In an eagerly awaited ruling handed down on 13 February 2014 the Court of Justice of the EU (CJEU) has decided that the owner of a website may, without the authorisation of the copyright holders, hyperlink to copyright-protected content that is "freely accessible" on another website. This is so even if someone who clicks on the link will have the impression that the work is appearing on the site that contains the link. The CJEU held that for an act of communication to the public to infringe copyright, the communication must be directed to a "new" public. The CJEU added that when a clickable link makes it possible for internet users to circumvent systems on a site that restrict access to the content to the site's subscribers, "all those users must be deemed to be a new public [and] the holders' authorisation is required for such a communication to the public".

Case details

The case of Svensson and others v Retriever Sverige pitted four Swedish journalists against Retriever Sverige, a media monitoring and aggregation company that provides clickable links to articles published by other websites. The journalists complained to the Stockholm District Court that Retriever had infringed their exclusive right to authorise communication of their protected content to the public by linking to their press articles on the website of the Göteborgs-Posten, where they were published and freely available. The District Court disagreed. Upon appeal, the Svea Court of Appeal decided to stay the proceedings and referred four questions to the CJEU on how the Copyright Directive 2001 should be interpreted.
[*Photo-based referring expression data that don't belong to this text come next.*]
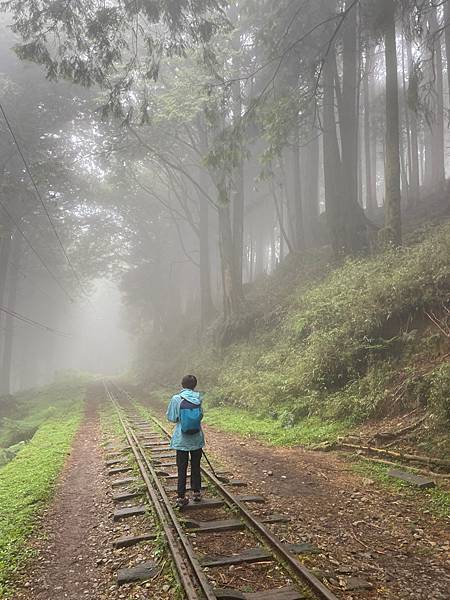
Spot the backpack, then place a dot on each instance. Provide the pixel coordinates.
(190, 417)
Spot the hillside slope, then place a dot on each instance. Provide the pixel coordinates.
(364, 340)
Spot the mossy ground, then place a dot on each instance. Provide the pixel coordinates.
(27, 482)
(436, 499)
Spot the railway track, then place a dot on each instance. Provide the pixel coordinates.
(147, 441)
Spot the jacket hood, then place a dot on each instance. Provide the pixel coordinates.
(194, 397)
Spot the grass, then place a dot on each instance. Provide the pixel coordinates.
(22, 414)
(27, 483)
(436, 499)
(308, 432)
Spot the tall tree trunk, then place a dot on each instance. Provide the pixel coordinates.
(414, 134)
(291, 161)
(309, 158)
(392, 203)
(206, 303)
(231, 296)
(371, 201)
(437, 129)
(332, 166)
(207, 308)
(447, 40)
(407, 176)
(238, 174)
(349, 117)
(5, 253)
(11, 296)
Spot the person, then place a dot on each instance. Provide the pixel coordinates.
(185, 409)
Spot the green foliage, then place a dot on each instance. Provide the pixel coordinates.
(26, 485)
(439, 393)
(278, 432)
(336, 350)
(21, 415)
(435, 499)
The CJEU found that whilst providing hyperlinks does constitute an act of "communication to the public", for such a communication to infringe copyright it must be directed "at a public that was not taken into account by the copyright holders when they authorised the initial communication to the public". In the Svensson case the court found that there was no "new" public as the articles on the Göteborgs-Posten website had been placed openly on the Internet, with the authorisation of the rights holders, and were therefore freely accessible to all users.
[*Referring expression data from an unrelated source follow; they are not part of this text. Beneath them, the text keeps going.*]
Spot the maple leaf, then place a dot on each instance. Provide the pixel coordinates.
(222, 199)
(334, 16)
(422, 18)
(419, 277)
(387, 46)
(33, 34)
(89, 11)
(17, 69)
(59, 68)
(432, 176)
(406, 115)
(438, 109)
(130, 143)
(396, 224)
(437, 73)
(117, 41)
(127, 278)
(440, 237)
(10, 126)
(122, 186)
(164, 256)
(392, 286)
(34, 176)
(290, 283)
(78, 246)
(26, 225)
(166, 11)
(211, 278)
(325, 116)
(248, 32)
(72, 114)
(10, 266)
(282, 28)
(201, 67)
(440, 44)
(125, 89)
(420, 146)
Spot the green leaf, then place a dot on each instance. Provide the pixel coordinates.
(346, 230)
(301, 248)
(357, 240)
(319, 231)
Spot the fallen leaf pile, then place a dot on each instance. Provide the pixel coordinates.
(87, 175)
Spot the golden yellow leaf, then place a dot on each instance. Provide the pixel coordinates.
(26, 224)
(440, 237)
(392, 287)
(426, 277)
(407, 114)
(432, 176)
The Svensson decision is binding on all other EU member states' national courts or tribunals before which a similar issue is raised; and the CJEU ruled that it was not open to member states in their domestic copyright legislation to broaden the scope of what is considered "communication to the public".

The right decision?

The CJEU's decision that for an infringement by communication to occur it must be to a "new public", and hence that a link will infringe if it circumvents a restriction on public access, such as on a subscription-only service, is consistent with earlier decisions of the court on the communication to the public right. Those too have turned on whether a new public not contemplated by the rights holder is being served by the communication; if so, there will be the basis for an infringement claim. With hyperlinks forming such an important element in the operation of the Internet, leading users from one location to another, for the court to have come to the opposite conclusion would have had serious ramifications. In consequence, the ruling reinforces the need for rights holders to consider whether to impose restrictions and paywalls if they wish to control and monetise access to their content online.
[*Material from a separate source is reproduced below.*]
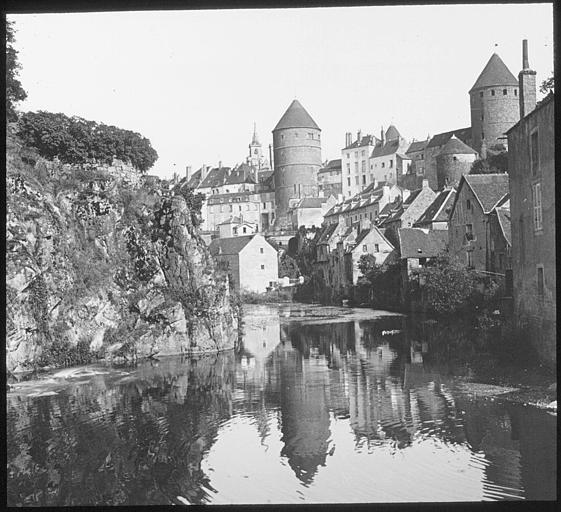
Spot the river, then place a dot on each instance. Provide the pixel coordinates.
(318, 405)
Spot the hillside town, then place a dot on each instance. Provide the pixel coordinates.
(403, 201)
The decision does not settle the question of whether linking to infringing content constitutes an infringement. That question is still before the CJEU for decision, in the C More Entertainment case. At UK level, though, Mr Justice Arnold in his decision in the FirstRow case last summer had little difficulty in finding grounds to order ISPs to block access to the FirstRow website that was offering links to unauthorised streams of Premier League football matches.